Study: Dramatic Rise in 50+ Social Media Use
In the past year, I've gotten Facebook friend requests from my 74-year-old father, 60-year-old aunt, a friend's 75-year-old mother and dozens of high school and college friends and assorted ex-work colleagues, all of whom are in their early to mid-50s.
So it's no surprise to hear that the fastest-growing group on Facebook, LinkedIn and other social networks is people over 50.
Use of social networks by people 50 and older grew 88 percent in the past year, and the number of users over 65 doubled, according to a just-released study from the Pew Internet & American Life Project.
In all, half (47 percent) of internet users 50 to 64 and more than one in four (26 percent) users 65 and older now use Facebook and other social networking sites. That's up from 25 percent and 13 percent respectively in April 2009, the last time Pew conducted a similar survey, according to this PaidContent.org report.

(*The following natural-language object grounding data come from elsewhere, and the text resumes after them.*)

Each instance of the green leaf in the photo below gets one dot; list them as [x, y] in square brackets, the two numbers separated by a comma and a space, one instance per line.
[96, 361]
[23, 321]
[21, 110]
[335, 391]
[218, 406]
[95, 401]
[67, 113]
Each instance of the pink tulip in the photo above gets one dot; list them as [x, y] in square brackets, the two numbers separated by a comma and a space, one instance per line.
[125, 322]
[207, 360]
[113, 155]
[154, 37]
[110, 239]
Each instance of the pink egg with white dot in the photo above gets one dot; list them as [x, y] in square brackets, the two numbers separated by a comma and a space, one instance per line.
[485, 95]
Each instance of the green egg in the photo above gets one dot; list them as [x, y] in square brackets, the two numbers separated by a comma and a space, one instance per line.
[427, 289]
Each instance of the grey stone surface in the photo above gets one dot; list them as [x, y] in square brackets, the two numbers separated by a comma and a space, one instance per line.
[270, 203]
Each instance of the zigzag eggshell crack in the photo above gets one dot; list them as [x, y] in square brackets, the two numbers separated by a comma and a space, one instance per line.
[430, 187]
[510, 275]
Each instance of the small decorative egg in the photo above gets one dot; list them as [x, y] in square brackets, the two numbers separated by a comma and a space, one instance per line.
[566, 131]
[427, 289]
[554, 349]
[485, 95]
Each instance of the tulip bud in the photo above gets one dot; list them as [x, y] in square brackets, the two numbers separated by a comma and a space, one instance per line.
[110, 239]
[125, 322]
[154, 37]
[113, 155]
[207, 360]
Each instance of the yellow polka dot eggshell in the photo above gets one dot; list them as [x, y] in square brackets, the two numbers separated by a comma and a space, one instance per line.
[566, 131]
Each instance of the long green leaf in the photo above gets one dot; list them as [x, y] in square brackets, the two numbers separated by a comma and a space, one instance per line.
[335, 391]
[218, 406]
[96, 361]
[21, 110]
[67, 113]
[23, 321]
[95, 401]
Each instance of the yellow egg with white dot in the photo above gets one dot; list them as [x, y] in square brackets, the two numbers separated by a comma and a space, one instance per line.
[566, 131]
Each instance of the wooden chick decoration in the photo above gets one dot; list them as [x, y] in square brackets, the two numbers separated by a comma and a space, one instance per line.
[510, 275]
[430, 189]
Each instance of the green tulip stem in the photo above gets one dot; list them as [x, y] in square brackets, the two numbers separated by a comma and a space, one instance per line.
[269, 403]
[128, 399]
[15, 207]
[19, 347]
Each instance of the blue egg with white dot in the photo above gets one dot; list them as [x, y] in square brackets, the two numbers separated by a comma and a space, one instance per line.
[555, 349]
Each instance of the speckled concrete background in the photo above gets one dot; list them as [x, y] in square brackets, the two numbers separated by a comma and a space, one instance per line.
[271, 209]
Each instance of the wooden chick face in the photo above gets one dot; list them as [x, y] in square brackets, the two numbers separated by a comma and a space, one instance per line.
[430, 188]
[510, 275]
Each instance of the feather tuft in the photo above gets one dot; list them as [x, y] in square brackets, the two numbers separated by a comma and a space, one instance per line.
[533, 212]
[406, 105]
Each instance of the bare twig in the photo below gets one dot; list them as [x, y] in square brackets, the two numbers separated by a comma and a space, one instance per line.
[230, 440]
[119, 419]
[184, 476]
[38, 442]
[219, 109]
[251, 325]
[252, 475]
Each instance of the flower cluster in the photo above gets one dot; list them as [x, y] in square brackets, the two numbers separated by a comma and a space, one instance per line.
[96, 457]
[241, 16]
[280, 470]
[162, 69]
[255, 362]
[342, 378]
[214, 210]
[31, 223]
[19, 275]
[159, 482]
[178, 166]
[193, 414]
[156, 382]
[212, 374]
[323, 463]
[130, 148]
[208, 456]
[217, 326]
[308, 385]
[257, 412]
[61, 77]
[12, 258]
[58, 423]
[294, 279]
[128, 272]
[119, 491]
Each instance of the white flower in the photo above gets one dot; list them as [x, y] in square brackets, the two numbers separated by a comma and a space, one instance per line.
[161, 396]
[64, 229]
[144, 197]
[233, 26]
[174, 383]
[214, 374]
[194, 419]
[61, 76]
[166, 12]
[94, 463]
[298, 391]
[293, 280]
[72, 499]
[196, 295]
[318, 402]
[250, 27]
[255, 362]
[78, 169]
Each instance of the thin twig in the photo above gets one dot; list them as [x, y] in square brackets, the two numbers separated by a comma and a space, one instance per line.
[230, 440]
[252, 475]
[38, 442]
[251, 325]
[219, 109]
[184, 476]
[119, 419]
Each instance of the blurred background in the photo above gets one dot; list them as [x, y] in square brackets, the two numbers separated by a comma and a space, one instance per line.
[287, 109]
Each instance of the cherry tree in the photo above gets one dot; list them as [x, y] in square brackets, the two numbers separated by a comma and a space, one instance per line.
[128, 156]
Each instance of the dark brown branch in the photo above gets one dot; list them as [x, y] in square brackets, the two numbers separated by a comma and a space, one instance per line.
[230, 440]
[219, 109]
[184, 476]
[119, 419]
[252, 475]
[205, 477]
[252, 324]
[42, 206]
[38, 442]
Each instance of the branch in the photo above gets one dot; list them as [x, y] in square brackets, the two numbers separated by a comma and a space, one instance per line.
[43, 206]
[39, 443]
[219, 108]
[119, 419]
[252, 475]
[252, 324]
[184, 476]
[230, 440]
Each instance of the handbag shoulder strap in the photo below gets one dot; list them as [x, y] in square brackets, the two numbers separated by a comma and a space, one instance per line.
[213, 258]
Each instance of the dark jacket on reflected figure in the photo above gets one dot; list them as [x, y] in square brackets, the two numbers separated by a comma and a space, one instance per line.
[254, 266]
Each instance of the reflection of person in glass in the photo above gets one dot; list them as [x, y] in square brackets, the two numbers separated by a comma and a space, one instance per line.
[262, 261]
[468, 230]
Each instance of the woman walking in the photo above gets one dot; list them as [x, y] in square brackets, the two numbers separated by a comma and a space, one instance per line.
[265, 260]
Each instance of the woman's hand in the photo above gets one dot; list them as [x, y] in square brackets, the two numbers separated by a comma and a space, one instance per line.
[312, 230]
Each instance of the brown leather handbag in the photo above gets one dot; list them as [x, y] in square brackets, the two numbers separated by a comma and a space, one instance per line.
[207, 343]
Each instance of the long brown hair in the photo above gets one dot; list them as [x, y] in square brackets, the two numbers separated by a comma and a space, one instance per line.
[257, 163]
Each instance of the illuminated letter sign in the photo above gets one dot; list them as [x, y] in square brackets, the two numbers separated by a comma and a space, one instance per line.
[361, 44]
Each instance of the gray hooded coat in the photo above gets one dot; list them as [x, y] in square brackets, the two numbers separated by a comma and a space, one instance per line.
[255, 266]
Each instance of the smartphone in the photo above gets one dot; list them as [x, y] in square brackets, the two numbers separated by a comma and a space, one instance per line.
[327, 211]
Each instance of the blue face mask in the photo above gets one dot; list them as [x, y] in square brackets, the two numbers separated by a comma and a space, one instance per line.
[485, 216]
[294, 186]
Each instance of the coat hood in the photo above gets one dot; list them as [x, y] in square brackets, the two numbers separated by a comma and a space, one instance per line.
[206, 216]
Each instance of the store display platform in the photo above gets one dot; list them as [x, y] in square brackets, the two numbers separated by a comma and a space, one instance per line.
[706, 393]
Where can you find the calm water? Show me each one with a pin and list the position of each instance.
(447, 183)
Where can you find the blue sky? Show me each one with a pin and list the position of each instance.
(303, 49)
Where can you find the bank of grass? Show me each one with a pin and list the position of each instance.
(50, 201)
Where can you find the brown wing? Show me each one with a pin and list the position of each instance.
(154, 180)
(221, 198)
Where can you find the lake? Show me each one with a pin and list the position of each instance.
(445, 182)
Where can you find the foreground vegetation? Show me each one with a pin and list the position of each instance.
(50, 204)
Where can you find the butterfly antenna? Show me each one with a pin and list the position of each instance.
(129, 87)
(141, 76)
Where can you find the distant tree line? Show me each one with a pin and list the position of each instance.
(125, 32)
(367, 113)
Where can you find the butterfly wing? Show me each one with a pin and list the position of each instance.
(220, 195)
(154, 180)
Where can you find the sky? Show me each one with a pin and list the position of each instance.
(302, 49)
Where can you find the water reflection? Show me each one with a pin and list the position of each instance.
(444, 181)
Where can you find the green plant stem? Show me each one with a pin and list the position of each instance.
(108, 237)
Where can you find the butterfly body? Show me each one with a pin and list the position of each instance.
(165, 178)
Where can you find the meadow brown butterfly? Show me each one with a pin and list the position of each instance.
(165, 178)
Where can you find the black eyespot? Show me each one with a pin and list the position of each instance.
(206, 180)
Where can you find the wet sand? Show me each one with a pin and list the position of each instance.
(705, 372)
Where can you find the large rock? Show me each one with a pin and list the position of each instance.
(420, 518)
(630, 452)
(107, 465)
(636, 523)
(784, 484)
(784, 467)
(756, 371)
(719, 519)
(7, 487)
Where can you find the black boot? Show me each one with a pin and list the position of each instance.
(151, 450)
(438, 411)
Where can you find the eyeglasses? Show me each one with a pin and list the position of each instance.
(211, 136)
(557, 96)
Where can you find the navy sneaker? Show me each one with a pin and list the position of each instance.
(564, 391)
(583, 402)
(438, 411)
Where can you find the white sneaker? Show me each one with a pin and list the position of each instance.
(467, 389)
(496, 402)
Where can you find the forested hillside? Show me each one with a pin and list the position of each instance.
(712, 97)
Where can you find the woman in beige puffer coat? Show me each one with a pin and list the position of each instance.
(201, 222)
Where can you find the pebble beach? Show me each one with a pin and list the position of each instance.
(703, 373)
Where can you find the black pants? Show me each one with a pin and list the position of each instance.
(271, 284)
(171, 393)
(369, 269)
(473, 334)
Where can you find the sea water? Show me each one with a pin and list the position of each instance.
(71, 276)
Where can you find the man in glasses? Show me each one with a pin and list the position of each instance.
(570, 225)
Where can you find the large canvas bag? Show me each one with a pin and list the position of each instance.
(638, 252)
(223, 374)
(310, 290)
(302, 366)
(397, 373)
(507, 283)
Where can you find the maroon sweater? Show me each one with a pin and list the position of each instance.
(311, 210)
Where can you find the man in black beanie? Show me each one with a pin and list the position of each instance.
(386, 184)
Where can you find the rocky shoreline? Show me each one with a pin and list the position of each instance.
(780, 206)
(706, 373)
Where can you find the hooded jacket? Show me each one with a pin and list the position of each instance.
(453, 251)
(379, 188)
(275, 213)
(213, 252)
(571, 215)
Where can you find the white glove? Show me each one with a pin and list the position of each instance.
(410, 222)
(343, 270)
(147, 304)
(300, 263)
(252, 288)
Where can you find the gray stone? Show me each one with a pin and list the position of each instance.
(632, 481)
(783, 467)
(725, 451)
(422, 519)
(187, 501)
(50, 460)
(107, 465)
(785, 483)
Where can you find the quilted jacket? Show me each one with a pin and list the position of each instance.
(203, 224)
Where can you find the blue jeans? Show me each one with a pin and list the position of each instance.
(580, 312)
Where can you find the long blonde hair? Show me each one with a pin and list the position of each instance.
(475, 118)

Pew researchers found a range of factors pushing people 50 and older into social networks, including a desire to reconnect with people from their past as they look for jobs or get ready to retire. They also found that people over 50 were using the network for research and support for age-related health issues.
People old and young are flocking to social networks because no other space online or off can bridge generational gaps as effectively, the researchers said.
"Photos, videos and updates shared on a daily basis can provide a valuable connection to faraway family and friends who are tied together in a variety of ways," the Pew report said. "The children and grandchildren of older adults are documenting many aspects of their lives through social media, and these are also becoming popular spaces for professional networking, continuing education and political participation."
In addition to social networks, boomers also are embracing other online offerings. According to the Pew study:
- 92 percent of people 50 to 64 and 89 percent of people 65+ now use e-mail regularly, with more than half of each group sending or reading e-mail messages every day.
- More boomers and older Americans are getting their news online--75 percent of 50- to 64-year-olds and 42 percent of over-65-year-olds. That's a trend that could spell trouble for newspapers that have assumed older readers would cling to print long enough for them to figure out how to make online news pay.
- The number of people over 50 using Twitter to share updates about themselves or see updates from others is growing exponentially. As of May 2010, 11 percent of internet users 50 to 64 and 6 percent of users 65 and older were on the microblogging service, compared with 5 percent and 1 percent respectively in April 2009.
People over 65 may have been slower than other groups to embrace social networks because they are less likely to have broadband internet connections at home--31 percent vs. 66 percent of all adults and 80 percent of 18- to 29-year-olds, according to the study.
The findings aren't entirely surprising since younger boomers--what some have dubbed Generation Jones--jumped into the social networking frey much more quickly, at nearly twice the rate of the older end of the demographic.
It's also not surprising that the reaction to this latest study from some camps is that "old" people are killing Facebook. New York Magazine used the headline "Baby Boomers Join Facebook to Destroy American Youth" on its version of the story.
But here's a news flash: A couple of teenagers may have invented Facebook, and college students and twentysomethings have been its digital pioneers. But Gen Y didn't invent going online to hang out.
People have been doing that since before the internet as we know it existed, back when CompuServe and local electronic bulletin boards, which early PC and Mac owners logged onto through 1200-baud modems and dial-up telephone connections, were considered cutting-edge.